> If you drop backwards compatibility, you can get a lot of headroom for better ...

rbanffy · on May 13, 2021

One of the advantages of the M1 is that instructions are fixed size. With x86 you need to deal with instructions that can be anything between 1 and 15 bytes.

nl · on May 13, 2021

Sure.

But that's one switch, implemented in hardware in the decode pipeline.

It makes implementation more complicated, but no reason it has to be slower.

hyperman1 · on May 13, 2021

As I understood it, it means you can't look at the next insn before decoding the current one enough to know where the next one starts. Meanwhile, arm can decode insns in parallel.

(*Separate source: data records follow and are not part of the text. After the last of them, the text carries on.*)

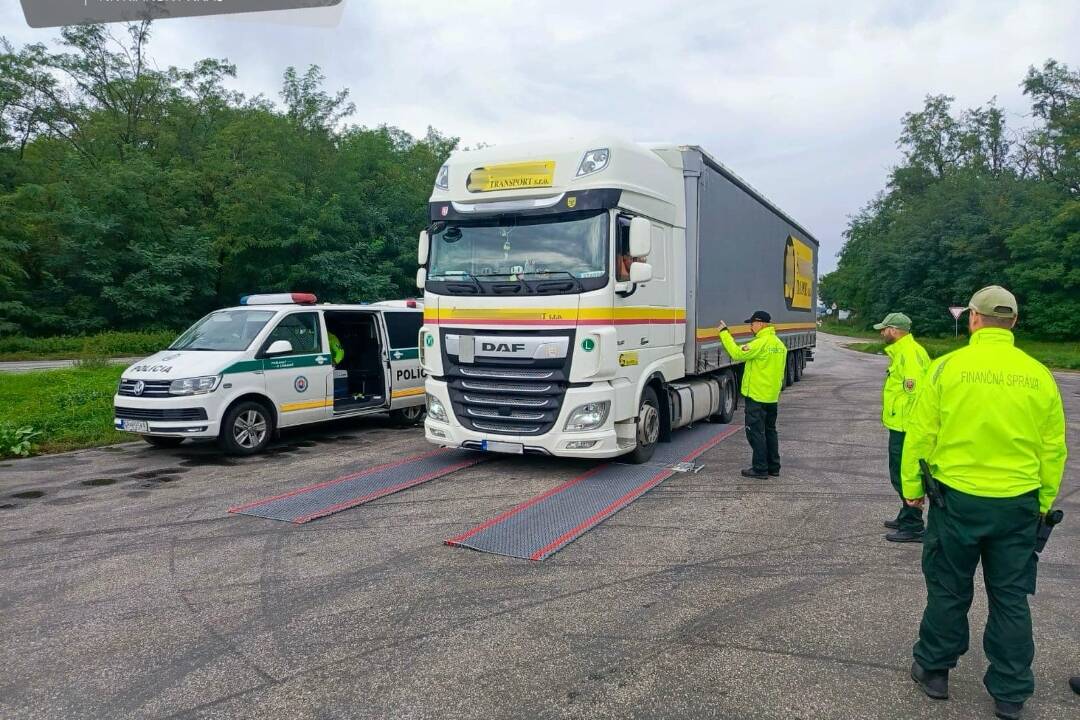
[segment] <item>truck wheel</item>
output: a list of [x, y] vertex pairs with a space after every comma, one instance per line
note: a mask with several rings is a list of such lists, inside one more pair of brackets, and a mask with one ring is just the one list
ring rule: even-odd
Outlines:
[[656, 452], [656, 443], [660, 442], [660, 403], [656, 391], [651, 386], [641, 394], [641, 405], [637, 414], [637, 447], [627, 455], [635, 465], [647, 463]]
[[793, 371], [793, 373], [795, 375], [795, 382], [799, 382], [800, 380], [802, 380], [802, 371], [803, 371], [803, 359], [802, 358], [803, 358], [803, 351], [802, 350], [796, 350], [795, 351], [795, 359], [791, 363], [791, 369], [792, 369], [792, 371]]
[[401, 408], [400, 410], [391, 410], [390, 420], [393, 421], [395, 425], [411, 427], [413, 425], [418, 425], [423, 421], [425, 412], [427, 412], [427, 408], [423, 405], [413, 405], [412, 407]]
[[735, 417], [735, 408], [739, 404], [738, 391], [735, 389], [735, 373], [722, 372], [716, 379], [720, 382], [720, 410], [712, 416], [712, 420], [726, 425]]
[[784, 387], [791, 387], [791, 384], [795, 382], [795, 363], [792, 362], [794, 357], [795, 355], [789, 352], [784, 362]]
[[230, 455], [254, 455], [262, 452], [273, 434], [274, 418], [266, 406], [245, 400], [225, 413], [218, 444]]
[[184, 438], [162, 437], [160, 435], [143, 435], [142, 439], [159, 448], [179, 447], [180, 443], [184, 442]]

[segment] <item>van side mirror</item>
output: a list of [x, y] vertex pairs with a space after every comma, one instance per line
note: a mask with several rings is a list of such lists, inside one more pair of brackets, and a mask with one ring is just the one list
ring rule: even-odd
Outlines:
[[645, 257], [652, 252], [652, 223], [647, 218], [636, 217], [630, 221], [630, 254]]
[[275, 340], [270, 343], [270, 347], [266, 348], [266, 352], [263, 354], [267, 357], [272, 357], [274, 355], [287, 355], [292, 351], [292, 343], [288, 340]]
[[416, 259], [418, 265], [426, 265], [428, 259], [428, 250], [431, 248], [431, 238], [428, 236], [427, 230], [420, 231], [420, 247], [416, 251]]
[[427, 268], [416, 269], [416, 287], [421, 290], [424, 289], [424, 285], [427, 284]]
[[630, 282], [647, 283], [652, 280], [652, 265], [649, 263], [630, 263]]

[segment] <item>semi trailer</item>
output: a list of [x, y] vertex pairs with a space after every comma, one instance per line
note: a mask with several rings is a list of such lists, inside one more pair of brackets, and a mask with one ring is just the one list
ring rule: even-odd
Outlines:
[[429, 441], [646, 462], [729, 422], [739, 321], [771, 313], [786, 383], [816, 340], [818, 243], [703, 149], [615, 139], [451, 154], [420, 233]]

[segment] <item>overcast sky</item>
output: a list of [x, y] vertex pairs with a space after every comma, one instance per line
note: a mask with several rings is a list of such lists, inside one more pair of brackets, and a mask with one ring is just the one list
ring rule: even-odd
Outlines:
[[[17, 46], [57, 36], [2, 2]], [[1080, 2], [344, 0], [318, 18], [162, 21], [151, 54], [161, 67], [228, 58], [237, 89], [274, 100], [286, 66], [318, 64], [329, 89], [349, 89], [354, 122], [465, 144], [700, 144], [817, 236], [826, 272], [897, 162], [903, 113], [928, 93], [959, 107], [997, 96], [1027, 124], [1028, 66], [1080, 65]]]

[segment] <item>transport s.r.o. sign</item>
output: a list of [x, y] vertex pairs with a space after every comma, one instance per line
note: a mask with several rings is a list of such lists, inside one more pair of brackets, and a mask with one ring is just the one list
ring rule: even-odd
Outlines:
[[30, 27], [332, 7], [342, 0], [22, 0]]

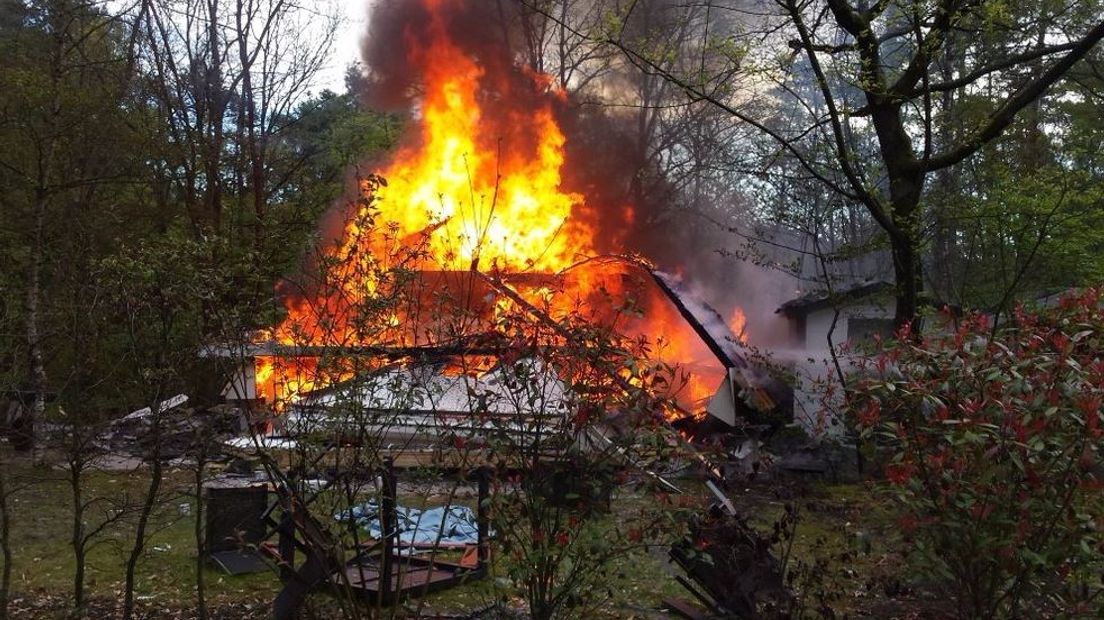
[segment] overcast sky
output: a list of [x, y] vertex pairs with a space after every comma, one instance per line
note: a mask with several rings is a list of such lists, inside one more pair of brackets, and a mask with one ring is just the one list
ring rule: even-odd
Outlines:
[[345, 91], [345, 68], [360, 59], [360, 38], [367, 28], [369, 0], [346, 0], [335, 6], [344, 13], [333, 54], [318, 78], [318, 90]]

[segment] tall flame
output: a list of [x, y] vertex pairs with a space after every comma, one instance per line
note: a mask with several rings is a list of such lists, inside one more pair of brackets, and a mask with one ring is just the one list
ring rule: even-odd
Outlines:
[[[440, 2], [427, 2], [439, 9]], [[564, 93], [548, 76], [516, 69], [513, 81], [489, 76], [454, 40], [442, 11], [431, 11], [428, 44], [408, 36], [408, 57], [421, 72], [419, 139], [407, 144], [381, 171], [380, 216], [398, 225], [398, 236], [428, 231], [429, 260], [437, 269], [484, 268], [559, 271], [591, 253], [593, 231], [572, 211], [579, 194], [560, 189], [563, 131], [554, 105]], [[536, 109], [508, 105], [490, 87], [521, 82], [537, 97]]]
[[[373, 267], [397, 245], [417, 245], [415, 264], [407, 266], [425, 272], [556, 274], [596, 253], [596, 230], [588, 219], [593, 212], [582, 195], [562, 187], [566, 138], [557, 122], [566, 102], [562, 89], [547, 75], [481, 62], [450, 31], [446, 11], [458, 0], [420, 1], [428, 22], [418, 24], [417, 35], [404, 35], [406, 60], [422, 87], [415, 133], [379, 170], [386, 184], [363, 188], [371, 200], [358, 203], [359, 213], [349, 214], [341, 238], [324, 249], [335, 264], [337, 283], [326, 292], [289, 297], [288, 317], [268, 334], [272, 340], [381, 344], [383, 335], [358, 329], [346, 309], [377, 294]], [[618, 209], [631, 219], [631, 209]], [[370, 215], [372, 226], [365, 221]], [[373, 227], [386, 234], [372, 232]], [[536, 306], [559, 304], [566, 313], [569, 298], [595, 291], [624, 295], [622, 278], [616, 269], [595, 263], [561, 278], [559, 286], [570, 289], [568, 295], [557, 297], [548, 282], [523, 293]], [[661, 359], [690, 362], [690, 399], [708, 397], [723, 369], [657, 291], [640, 301], [646, 316], [630, 329], [656, 341]], [[491, 323], [512, 307], [507, 299], [491, 301]], [[402, 317], [392, 319], [396, 328], [403, 324]], [[417, 334], [392, 336], [388, 343], [422, 342]], [[264, 397], [277, 402], [323, 382], [313, 377], [317, 365], [309, 361], [259, 357], [256, 370]]]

Now I wonder why x64 can't re-encode the instructions: Put a flag somewhere that enables the new encoding, but keep the semantics. This would make costs for the switch low. There will be some trouble, e.g you can't use full 64bit values. But mostly it seems manageable.

nl · on May 14, 2021

> As I understood it, it means you can't look at the next insn before decoding the current one enough to know where the next one starts. Meanwhile, arm can decode insns in parallel.

This is incorrect.

Intel Skylake has 5 parallel decoders (I think M1 has 8): https://en.wikichip.org/wiki/intel/microarchitectures/skylak...

AMD Zen has 4: https://en.wikichip.org/wiki/amd/microarchitectures/zen#Deco...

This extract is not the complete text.